Someone needs to, for this end of the subject is in serious disarray. Most economists failed to warn adequately of the risks in the run-up to the last recession, and now are confused about the best prescription for pulling out of it. We know quite a lot about how individuals and companies respond to economic stimuli and books such as Freakonomics by Steven Levitt and Stephen Dubner have brought the subject to millions. Harford's The Undercover Economist carried on this work. But while there have been a host of prescriptive books, there has been much less of a mission to explain.
So Harford takes us through the ambiguities of macro-economics, how it developed, the ideas of John Maynard Keynes and Milton Friedman, and also contributors less well-known to the outside world such as Bill Phillips and Andrew Osward. There are implications for policy. The meat of the book is how to deal with recessions, the central question facing the Western world now. But there are also nice diversions into the baby-sitting co-op that workers on Capitol Hill in Washington founded, Henry Ford's doubling of his workers' wages in Detroit, and why cigarettes were a currency in Germany in PoW camps. The first, by the way, failed because there were not enough sitters, the second succeeded because it cut labour turnover, and the third resulted in the cigarettes used for trading having part of their tobacco extracted and smoked – the PoWs debased the currency.
As for recessions: is it shortage of demand or shortage of supply? Or both, but maybe at different times? Was the most recent recession a demand shock or a supply shock? These ambiguities are what Harford so cleverly captures. As a general proposition there is usually a conflict between the short-term and the long-term, in that short-term measures to cope with recessions may undermine long-term potential growth. He is also sensible. Macro-economists did not cause the banking crisis, for it was the job of bankers, accountants, politicians and lawyers to keep things safe. But "when the banking crisis hit, the macro-economic mainstream didn't have good models of what the economic consequences might be," even if "casual empiricism suggested they wouldn't be pretty". So they didn't really know what to do.
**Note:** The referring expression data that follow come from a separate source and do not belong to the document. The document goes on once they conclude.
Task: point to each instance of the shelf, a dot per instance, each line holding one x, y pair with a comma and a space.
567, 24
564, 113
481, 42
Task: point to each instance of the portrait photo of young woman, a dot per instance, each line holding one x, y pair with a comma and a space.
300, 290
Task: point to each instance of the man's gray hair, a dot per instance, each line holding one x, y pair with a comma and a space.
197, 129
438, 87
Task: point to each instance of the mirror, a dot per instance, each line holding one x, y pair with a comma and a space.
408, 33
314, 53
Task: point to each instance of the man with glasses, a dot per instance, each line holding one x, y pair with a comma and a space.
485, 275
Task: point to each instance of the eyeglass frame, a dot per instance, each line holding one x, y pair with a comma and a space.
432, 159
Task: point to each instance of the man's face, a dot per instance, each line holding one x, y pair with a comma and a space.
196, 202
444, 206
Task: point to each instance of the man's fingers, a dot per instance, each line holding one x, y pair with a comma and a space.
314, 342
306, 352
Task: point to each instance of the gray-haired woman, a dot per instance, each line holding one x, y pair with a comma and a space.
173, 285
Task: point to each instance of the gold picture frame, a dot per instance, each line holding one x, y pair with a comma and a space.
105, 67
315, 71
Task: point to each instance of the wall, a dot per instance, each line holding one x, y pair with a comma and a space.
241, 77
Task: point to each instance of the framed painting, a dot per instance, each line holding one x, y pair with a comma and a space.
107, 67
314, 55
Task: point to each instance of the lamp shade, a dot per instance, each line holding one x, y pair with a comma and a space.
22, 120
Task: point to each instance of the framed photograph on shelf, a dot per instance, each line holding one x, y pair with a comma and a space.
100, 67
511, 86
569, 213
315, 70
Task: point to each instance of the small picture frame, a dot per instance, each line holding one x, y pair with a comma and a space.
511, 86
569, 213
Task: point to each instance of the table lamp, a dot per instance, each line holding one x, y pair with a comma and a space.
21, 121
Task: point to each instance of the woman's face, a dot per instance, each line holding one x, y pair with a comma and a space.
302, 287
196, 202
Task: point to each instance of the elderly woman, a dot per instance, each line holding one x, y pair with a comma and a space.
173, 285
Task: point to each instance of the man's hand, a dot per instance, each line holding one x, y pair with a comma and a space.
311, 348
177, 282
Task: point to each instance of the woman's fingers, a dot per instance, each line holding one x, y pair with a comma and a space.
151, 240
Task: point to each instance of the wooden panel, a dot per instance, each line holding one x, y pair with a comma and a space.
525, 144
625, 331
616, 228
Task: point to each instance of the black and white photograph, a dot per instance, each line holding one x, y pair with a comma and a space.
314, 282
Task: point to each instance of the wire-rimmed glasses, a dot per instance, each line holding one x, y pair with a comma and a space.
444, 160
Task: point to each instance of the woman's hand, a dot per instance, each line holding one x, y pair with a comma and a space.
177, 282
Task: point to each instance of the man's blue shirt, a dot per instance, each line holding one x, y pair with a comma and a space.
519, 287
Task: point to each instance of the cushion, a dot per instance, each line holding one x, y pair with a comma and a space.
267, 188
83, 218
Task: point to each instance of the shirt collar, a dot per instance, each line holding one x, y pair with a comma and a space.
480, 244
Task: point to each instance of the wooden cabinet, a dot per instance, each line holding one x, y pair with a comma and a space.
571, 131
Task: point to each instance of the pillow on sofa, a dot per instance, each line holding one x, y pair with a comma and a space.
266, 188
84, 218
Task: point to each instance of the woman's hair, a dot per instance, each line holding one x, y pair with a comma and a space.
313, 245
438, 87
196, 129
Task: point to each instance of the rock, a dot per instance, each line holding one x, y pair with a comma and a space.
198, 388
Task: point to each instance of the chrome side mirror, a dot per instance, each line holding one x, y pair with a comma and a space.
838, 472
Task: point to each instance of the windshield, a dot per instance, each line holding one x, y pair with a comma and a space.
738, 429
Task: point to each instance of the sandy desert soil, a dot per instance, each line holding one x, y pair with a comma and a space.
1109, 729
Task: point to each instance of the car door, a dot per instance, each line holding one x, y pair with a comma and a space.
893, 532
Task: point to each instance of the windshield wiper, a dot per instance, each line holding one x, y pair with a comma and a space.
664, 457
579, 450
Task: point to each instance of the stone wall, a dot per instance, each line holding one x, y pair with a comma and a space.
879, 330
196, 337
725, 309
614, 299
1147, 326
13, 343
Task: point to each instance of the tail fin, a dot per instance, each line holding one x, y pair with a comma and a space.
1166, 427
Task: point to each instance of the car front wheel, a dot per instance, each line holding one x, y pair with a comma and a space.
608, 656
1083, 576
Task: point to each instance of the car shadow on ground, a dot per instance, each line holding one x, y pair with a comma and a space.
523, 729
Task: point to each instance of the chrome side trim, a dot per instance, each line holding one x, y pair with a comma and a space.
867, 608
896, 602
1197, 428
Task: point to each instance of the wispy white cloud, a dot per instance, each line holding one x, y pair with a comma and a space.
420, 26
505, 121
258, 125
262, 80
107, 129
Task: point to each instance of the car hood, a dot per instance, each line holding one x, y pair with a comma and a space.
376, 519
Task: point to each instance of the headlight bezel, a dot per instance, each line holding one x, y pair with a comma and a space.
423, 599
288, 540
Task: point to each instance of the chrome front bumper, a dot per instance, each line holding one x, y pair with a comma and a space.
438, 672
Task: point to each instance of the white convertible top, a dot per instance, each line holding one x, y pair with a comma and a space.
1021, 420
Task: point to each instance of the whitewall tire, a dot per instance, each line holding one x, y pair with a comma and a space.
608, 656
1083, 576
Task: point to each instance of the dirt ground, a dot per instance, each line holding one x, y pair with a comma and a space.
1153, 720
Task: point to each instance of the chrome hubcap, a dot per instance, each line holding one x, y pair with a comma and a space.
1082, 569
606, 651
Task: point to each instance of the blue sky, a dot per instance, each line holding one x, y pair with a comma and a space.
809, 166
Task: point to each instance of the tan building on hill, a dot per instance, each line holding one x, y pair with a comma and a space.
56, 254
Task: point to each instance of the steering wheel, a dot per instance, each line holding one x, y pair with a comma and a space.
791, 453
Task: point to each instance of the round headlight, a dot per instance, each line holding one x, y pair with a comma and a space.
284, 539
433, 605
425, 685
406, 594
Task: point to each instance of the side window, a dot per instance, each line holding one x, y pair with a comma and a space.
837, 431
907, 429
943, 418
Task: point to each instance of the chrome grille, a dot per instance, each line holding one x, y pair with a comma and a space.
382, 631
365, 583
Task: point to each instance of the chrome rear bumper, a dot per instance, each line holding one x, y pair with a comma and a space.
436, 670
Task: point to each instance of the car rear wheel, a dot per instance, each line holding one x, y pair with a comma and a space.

That common-sense approach shows through in other parts of the book. Why do we have faster-rising inequality in Anglo-Saxon economies than on the Continent? He suggests it might have something to do with the fact that the English-speaking world has very good universities but not very good schools. He is sceptical of the current fashion for focusing on happiness rather than GDP, noting that the one country that has happiness as a policy objective, Bhutan, has a dubious record on human rights. And as for the concern that growth cannot continue forever, he points out that the peak in energy consumption per person in the UK was back in 1973. It is now the lowest for 50 years.
Economists will continue to attract opprobium. Indeed, by their wild assertions they bring a lot of it on themselves. But maybe, thanks to people such as Harford, the profession will gain a better-informed audience, and a more perceptive one for its real shortcomings.